Charek gingerly picked up the package and tried to ignore Joskander sniggering next to him. “...sorry.”
“Don’t be,” Cephala said as she picked up her smoothie again. “The last time I saw you this excited, I was still a Toa. Listening to you two reminds me of the old days, when we were all a team- when nothing, not even Makuta himself, could break us.” She gazed into Charek’s eyes, and a memory, vivid and clear, suddenly broke through the fog in his mind- twelve Toa, side-by-side, standing proud as a fortress burned and crumbled around them. “Maybe those days aren’t out of reach yet. Not for you two, at least.”

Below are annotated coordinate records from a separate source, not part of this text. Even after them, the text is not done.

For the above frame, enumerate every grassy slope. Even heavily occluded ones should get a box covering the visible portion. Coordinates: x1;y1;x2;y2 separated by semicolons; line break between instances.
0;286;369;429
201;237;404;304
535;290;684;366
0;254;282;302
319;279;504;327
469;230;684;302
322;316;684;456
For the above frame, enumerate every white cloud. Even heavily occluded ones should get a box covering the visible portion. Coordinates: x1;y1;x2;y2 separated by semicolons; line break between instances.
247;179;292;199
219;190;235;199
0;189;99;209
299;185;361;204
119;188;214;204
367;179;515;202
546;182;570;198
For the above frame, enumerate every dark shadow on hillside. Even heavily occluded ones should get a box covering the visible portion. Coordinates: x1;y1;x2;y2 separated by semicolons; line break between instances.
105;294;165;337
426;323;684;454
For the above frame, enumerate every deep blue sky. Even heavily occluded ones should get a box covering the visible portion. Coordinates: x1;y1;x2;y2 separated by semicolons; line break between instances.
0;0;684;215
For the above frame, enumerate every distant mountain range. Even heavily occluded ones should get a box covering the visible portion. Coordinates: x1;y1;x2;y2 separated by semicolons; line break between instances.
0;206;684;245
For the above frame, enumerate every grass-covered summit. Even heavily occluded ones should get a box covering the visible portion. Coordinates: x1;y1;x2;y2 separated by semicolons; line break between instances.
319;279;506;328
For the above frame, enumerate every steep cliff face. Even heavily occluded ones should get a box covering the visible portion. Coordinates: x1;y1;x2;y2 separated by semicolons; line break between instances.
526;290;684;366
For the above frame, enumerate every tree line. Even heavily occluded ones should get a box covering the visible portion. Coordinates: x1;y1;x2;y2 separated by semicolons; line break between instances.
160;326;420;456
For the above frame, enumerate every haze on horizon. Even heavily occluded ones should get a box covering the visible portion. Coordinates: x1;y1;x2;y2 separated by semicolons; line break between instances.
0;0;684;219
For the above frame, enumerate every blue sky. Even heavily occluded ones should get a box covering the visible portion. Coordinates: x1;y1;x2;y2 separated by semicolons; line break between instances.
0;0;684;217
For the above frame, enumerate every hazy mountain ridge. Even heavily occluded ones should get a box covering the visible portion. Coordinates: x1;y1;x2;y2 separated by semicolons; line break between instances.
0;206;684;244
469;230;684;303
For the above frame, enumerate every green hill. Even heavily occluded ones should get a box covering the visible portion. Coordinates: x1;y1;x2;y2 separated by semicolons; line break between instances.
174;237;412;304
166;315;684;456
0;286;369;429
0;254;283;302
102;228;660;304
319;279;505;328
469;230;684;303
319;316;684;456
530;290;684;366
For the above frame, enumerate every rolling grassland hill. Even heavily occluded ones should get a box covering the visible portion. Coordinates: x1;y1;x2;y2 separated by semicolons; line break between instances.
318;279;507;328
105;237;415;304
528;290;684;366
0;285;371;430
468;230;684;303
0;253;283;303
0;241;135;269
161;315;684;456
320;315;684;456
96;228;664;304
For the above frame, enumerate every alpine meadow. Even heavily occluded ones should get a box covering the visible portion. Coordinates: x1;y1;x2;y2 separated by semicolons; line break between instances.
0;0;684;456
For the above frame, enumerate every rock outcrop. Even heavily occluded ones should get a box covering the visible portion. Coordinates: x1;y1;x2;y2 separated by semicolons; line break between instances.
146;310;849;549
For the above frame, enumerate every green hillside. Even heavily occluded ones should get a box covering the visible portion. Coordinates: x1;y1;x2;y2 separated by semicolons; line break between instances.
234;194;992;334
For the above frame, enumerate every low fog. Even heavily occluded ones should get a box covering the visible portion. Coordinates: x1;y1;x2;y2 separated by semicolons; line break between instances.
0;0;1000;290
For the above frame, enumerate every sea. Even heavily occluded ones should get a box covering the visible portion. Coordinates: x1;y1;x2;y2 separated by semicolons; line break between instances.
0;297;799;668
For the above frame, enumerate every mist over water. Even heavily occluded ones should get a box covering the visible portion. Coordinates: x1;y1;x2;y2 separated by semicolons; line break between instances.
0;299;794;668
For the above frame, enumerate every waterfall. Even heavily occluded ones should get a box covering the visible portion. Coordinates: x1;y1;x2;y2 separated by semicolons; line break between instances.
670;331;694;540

Charek closed his eyes and let the memory fill him. In his mind’s eye, Rahi with rusted masks were cast screaming over crumbling battlements; armored serpents descended en masse from the skies, only to hit the ground in pieces. Joskander and Alaki were laughing as they conjured a howling blizzard from thin air; Cephala and Kolis had their teeth bared in predatory grins as they dragged a metal colossus to a watery grave. The Charek of the past was saying nothing. He simply pointed, and stars bloomed in his wake.
How long ago, he wondered, had this battle taken place? Who were they fighting, and where, and why? Was this the battle that had scattered his team to the winds, or just another victory in a proud, long-lost history of valor? Would he ever see its like again?
And did he truly want to?
He opened his eyes again, and Cephala was still staring at him, concerned yet expectant.
“They’re not,” he told her.
She laughed softly. “I’ll hold you to that, then.”
“I’ll try not to disappoint you.”
“If he does, I’ll kick his butt.” Joskander prodded Charek’s shoulder. “Get up, bro. You’ve got a job to do, remember?”
“I remember.” Charek stood up, food in hand. “I did forget that you were an idiot, though. I was actually taking you seriously for a little while there.”
Joskander shrugged. “Funny things happen to a guy when you stay in town long enough to watch everything fall apart.” He held out a fist. “Who knows? Hang around Ihu enough, and maybe you’ll start changing too.”
“Maybe.” Fistbump. “Let’s find out.”
Two Kakamas flared to life- one green, one red.